Lei Giovanni, proprio come sua sorella Caterina, è laureato in Giurisprudenza e svolge la professione di avvocato. Quale fu la reazione di suo padre quando scelse questo percorso universitario?

«La mia fu una scelta poco decisa, seppur la passione comunque non mancasse. Era normale chiaramente, avevo diciotto anni e a quell’età si procede per tentativi, è giusto che sia così, un giovane ha bisogno di tempo per poter trovare la propria direzione, è un processo che richiede tempo. Detto ciò, mio padre fu molto contento della mia decisione, per lui era fondamentale che noi figli, ma in generale ciascuna persona, svolgesse il proprio compito al meglio e con la massima correttezza».

Quali erano le passioni di suo padre?

«Mio padre aveva due grandi passioni ovvero il suo lavoro e la sua famiglia. Sono stati i punti cardini della sua vita, a cui non è mai venuto meno nonostante negli anni la situazione si facesse sempre più delicata e le rinunce fossero tante, dettate dai pericoli a cui era esposto con il proprio lavoro. Nonostante ciò, mio padre non ha mai fatto pesare su di noi le difficoltà dettate dal proprio operato, anzi: sapeva essere sempre rassicurante e pronto a dare sostegno a noi figli e a nostra madre Agata Passalacqua».

Cosa amava suo padre oltre al lavoro e alla famiglia?
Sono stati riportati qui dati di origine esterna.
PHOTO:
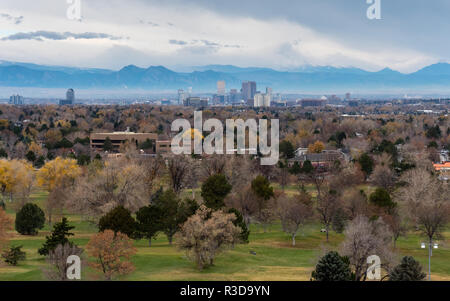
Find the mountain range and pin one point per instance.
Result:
(204, 78)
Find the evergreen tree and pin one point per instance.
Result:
(58, 237)
(381, 198)
(366, 163)
(29, 219)
(332, 267)
(13, 255)
(307, 167)
(214, 191)
(107, 145)
(120, 220)
(408, 270)
(239, 222)
(149, 222)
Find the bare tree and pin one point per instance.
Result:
(427, 200)
(244, 201)
(293, 213)
(363, 239)
(383, 176)
(397, 225)
(207, 233)
(327, 206)
(57, 261)
(213, 165)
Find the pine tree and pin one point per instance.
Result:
(239, 222)
(120, 220)
(332, 267)
(408, 270)
(58, 237)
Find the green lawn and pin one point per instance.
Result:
(275, 258)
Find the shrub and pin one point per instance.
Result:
(58, 237)
(119, 219)
(408, 270)
(214, 191)
(13, 255)
(29, 219)
(332, 267)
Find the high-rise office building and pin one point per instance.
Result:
(181, 97)
(221, 87)
(16, 100)
(70, 98)
(262, 100)
(248, 90)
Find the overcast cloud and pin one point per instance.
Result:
(281, 34)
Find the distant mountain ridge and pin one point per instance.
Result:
(204, 78)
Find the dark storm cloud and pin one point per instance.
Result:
(177, 42)
(15, 20)
(57, 36)
(414, 24)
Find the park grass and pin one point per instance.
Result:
(275, 260)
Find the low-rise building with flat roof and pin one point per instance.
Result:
(118, 138)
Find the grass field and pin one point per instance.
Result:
(275, 258)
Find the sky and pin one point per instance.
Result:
(279, 34)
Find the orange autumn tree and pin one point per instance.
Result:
(56, 177)
(112, 253)
(5, 226)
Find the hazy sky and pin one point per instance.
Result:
(281, 34)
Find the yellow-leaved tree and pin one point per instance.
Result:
(316, 148)
(57, 177)
(16, 180)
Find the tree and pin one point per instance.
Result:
(316, 148)
(366, 163)
(174, 212)
(58, 173)
(383, 177)
(13, 255)
(427, 200)
(307, 167)
(327, 207)
(408, 270)
(31, 156)
(107, 145)
(119, 219)
(149, 222)
(118, 182)
(57, 261)
(381, 198)
(287, 150)
(239, 222)
(207, 233)
(294, 212)
(3, 153)
(5, 225)
(332, 267)
(214, 191)
(29, 219)
(56, 176)
(16, 180)
(396, 224)
(262, 189)
(112, 253)
(58, 237)
(364, 238)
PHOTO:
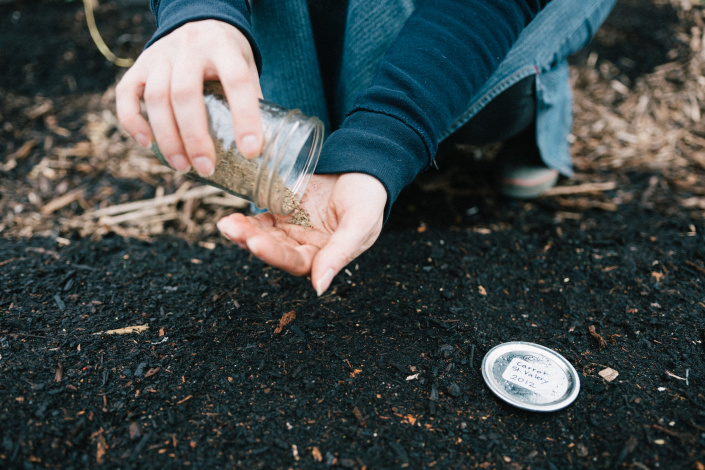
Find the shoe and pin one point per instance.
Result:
(524, 176)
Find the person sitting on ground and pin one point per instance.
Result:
(391, 80)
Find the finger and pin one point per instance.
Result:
(161, 117)
(128, 94)
(243, 93)
(346, 243)
(190, 114)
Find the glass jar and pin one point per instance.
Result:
(277, 178)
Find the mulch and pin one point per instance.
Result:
(132, 335)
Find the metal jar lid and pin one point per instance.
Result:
(530, 376)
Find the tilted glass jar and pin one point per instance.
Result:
(277, 178)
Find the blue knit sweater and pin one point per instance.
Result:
(443, 55)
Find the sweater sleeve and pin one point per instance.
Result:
(444, 54)
(170, 14)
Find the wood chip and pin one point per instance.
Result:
(581, 189)
(63, 201)
(125, 331)
(608, 374)
(287, 318)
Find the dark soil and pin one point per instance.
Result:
(380, 372)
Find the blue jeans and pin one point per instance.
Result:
(291, 73)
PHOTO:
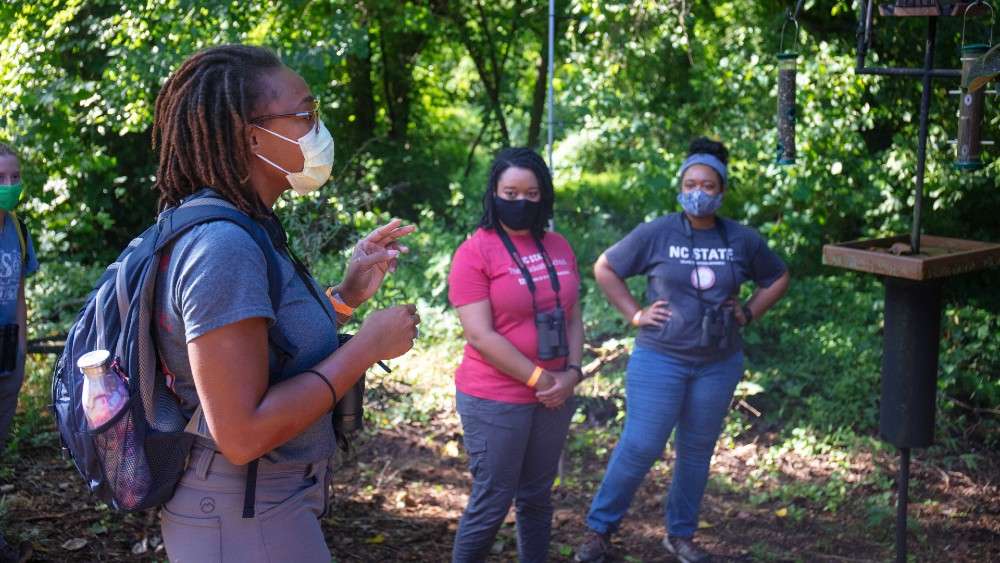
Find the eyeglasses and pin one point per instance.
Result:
(311, 116)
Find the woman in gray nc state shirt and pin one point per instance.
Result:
(688, 355)
(236, 120)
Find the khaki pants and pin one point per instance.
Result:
(203, 521)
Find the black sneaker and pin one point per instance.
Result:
(594, 549)
(685, 550)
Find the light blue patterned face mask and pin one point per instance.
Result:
(699, 204)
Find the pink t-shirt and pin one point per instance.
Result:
(482, 269)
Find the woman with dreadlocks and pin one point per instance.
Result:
(235, 120)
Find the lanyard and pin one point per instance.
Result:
(528, 280)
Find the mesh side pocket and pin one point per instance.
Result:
(167, 454)
(123, 460)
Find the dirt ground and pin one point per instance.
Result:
(400, 496)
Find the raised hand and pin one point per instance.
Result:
(374, 256)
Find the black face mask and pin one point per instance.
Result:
(519, 214)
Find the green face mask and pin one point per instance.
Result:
(9, 196)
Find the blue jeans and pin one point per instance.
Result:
(514, 454)
(662, 392)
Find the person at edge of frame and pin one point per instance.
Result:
(17, 262)
(234, 118)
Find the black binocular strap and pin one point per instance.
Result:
(250, 491)
(516, 257)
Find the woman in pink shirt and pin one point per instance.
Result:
(516, 288)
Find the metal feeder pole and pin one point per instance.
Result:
(927, 74)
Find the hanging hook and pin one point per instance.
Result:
(789, 17)
(993, 19)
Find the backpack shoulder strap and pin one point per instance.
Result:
(22, 236)
(205, 209)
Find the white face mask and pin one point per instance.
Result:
(317, 149)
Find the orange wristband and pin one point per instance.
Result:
(338, 304)
(534, 376)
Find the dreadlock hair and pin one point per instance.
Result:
(519, 157)
(5, 150)
(199, 121)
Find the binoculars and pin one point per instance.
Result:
(718, 327)
(551, 327)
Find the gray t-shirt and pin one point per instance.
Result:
(215, 275)
(674, 257)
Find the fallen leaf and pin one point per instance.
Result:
(74, 544)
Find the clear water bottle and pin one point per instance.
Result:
(104, 393)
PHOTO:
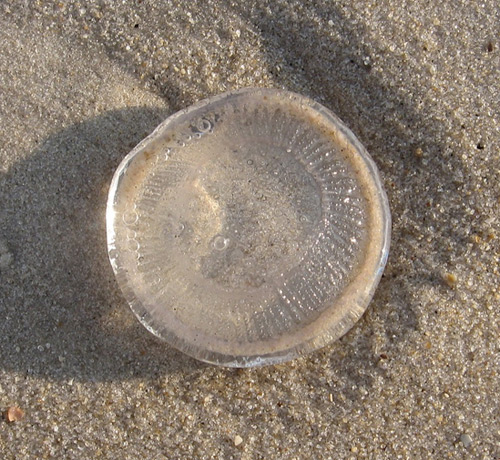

«Amava profondamente la letteratura e la musica classica e, in particolare, la campagna. Mio padre veniva dalla campagna, ricordo i fine settimana nella casa di via La Masa a Misilmeri di cui mio padre era originario ma anche le estati nella casa di campagna di San Ciro, in cui ci trasferivamo sempre il primo giorno di agosto, oppure le giornate insieme al fratello di papà ovvero lo zio Giusto, la cui abitazione si trovava nella contrada Caccamisi nel mezzo del Piano Stoppa, un piccolo altopiano sopra Misilmeri circondato da montagnette. Per papà andare in campagna non era semplicemente ritagliarsi un momento di svago e di riposo, ma rappresentava qualcosa di molto più significativo: era proprio come tornare alle origini. Adorava la campagna, aveva con la terra un rapporto viscerale».

Qual è l’insegnamento più importante che le ha trasmesso suo padre?

«Il valore dell’indipendenza, sotto tutti i punti di vista. La sua linea guida è diventata anche la mia. Oltre ciò, direi indubbiamente anche il valore della libertà e l’amore per essa, oltre alla passione incrollabile per il proprio lavoro e il coraggio di prendere delle decisioni e fare delle scelte importanti, senza pensare ai patemi d’animo che da esse potrebbero inevitabilmente nascere».

Come definirebbe suo padre?

«Papà era un uomo rigoroso, nell’accezione migliore del termine. Ha sempre preteso il massimo da sé, svolgendo il proprio ruolo con indefesso impegno e scrupolosità. Un impegno che non verrà mai dimenticato e che rappresenta una delle pagine più significative della lotta alla mafia».